In connection with the Notes Offering, the Company has entered into capped call transactions with one or more of the initial purchasers and/or their respective affiliates (the “Option Counterparties”) and intends to use a portion of the net proceeds of the Notes Offering to pay the cost of such transactions. The capped call transactions are generally expected to reduce potential dilution to existing holders of the Class A ordinary shares and ADSs of the Company upon conversion of the Notes, with such reduction subject to a cap, and subject to the Company’s ability to elect, subject to certain conditions, to settle the capped call transactions in cash (in which case the Company would not receive any ADSs from the Option Counterparties upon settlement of the capped call transactions). If the initial purchasers exercise their option to purchase additional Notes, the Company expects to enter into additional capped call transactions. As part of establishing their initial hedges of the capped call transactions, the Option Counterparties or their respective affiliates expect to trade the ADSs and/or enter into various derivative transactions with respect to the Company’s ADSs concurrently with, or shortly after, the pricing of the Notes. This activity could increase (or reduce the size of any decrease in) the market price of the ADSs or the price of the Notes at that time. If any such capped call transactions fail to become effective, whether or not the Notes Offering is completed, the Option Counterparties may unwind their hedge positions with respect to the ADSs, which could adversely affect the value of the ADSs and, if the Notes have been issued, the value of the Notes.
In addition, the Option Counterparties or their respective affiliates may modify their hedge positions by entering into or unwinding various derivative transactions with respect to the Company’s ADSs, the Notes or other securities of the Company and/or purchasing or selling the Company’s ADSs, the Notes or other securities of the Company in secondary market transactions following the pricing of the Notes and prior to the maturity of the Notes (and are likely to do so following any conversion of the Notes, or repurchase of the Notes by the Company on any fundamental change repurchase date, the repurchase date or otherwise, in each case, if the Company exercises the relevant election under the capped call transactions). This activity could also cause or avoid an increase or a decrease in the market price of the ADSs or the price of the Notes, which could affect noteholders’ decision to convert the Notes and, to the extent the activity occurs around the time of any conversion of the Notes, could affect the amount and value of the consideration that noteholders will receive upon conversion of such Notes.

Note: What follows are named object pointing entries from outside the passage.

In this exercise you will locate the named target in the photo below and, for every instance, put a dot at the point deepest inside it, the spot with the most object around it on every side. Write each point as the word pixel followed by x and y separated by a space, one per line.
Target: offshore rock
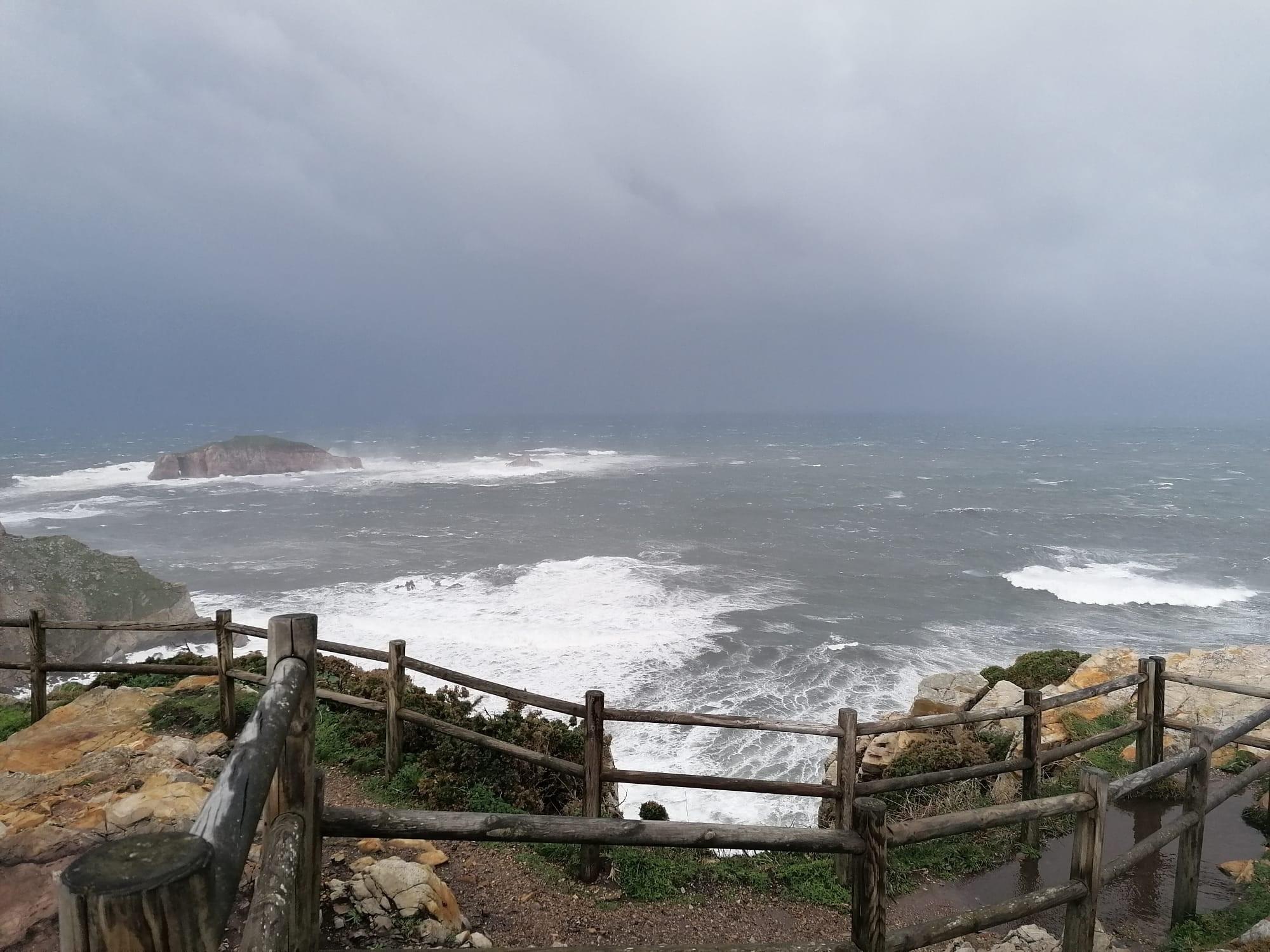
pixel 250 456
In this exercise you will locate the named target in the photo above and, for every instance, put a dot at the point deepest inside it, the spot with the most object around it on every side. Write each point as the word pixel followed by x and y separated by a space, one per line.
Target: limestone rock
pixel 250 456
pixel 1004 694
pixel 70 581
pixel 1102 667
pixel 953 691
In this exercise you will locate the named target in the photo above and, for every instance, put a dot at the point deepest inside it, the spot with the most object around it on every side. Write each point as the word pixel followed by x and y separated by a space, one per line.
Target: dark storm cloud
pixel 554 206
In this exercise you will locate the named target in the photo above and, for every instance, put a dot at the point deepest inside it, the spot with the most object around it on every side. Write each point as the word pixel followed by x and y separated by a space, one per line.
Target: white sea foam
pixel 1123 585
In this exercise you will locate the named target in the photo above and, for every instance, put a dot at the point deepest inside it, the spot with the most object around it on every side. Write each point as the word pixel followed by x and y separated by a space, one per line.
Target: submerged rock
pixel 250 456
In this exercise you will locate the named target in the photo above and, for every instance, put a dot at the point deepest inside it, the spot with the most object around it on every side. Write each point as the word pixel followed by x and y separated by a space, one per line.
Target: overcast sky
pixel 378 210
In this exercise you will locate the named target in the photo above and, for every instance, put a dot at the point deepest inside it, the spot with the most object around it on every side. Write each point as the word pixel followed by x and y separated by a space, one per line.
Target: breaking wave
pixel 1123 585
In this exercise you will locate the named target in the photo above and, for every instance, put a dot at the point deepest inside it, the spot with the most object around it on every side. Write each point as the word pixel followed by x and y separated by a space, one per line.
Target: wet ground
pixel 1136 907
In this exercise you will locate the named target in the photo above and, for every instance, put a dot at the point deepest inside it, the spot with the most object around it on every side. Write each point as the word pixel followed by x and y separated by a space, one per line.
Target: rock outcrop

The cap price of the capped call transactions initially represents a premium of 75% to the NYSE closing price of the Company’s ADSs on June 26, 2019, which was US$7.38 per ADS, and is subject to adjustment under the terms of the capped call transactions.
The Company expects to close the Notes Offering on or about July 1, 2019, subject to the satisfaction of customary closing conditions.
This press release shall not constitute an offer to sell or a solicitation of an offer to purchase any of these securities, nor shall there be a sale of the securities in any state or jurisdiction in which such an offer, solicitation or sale would be unlawful.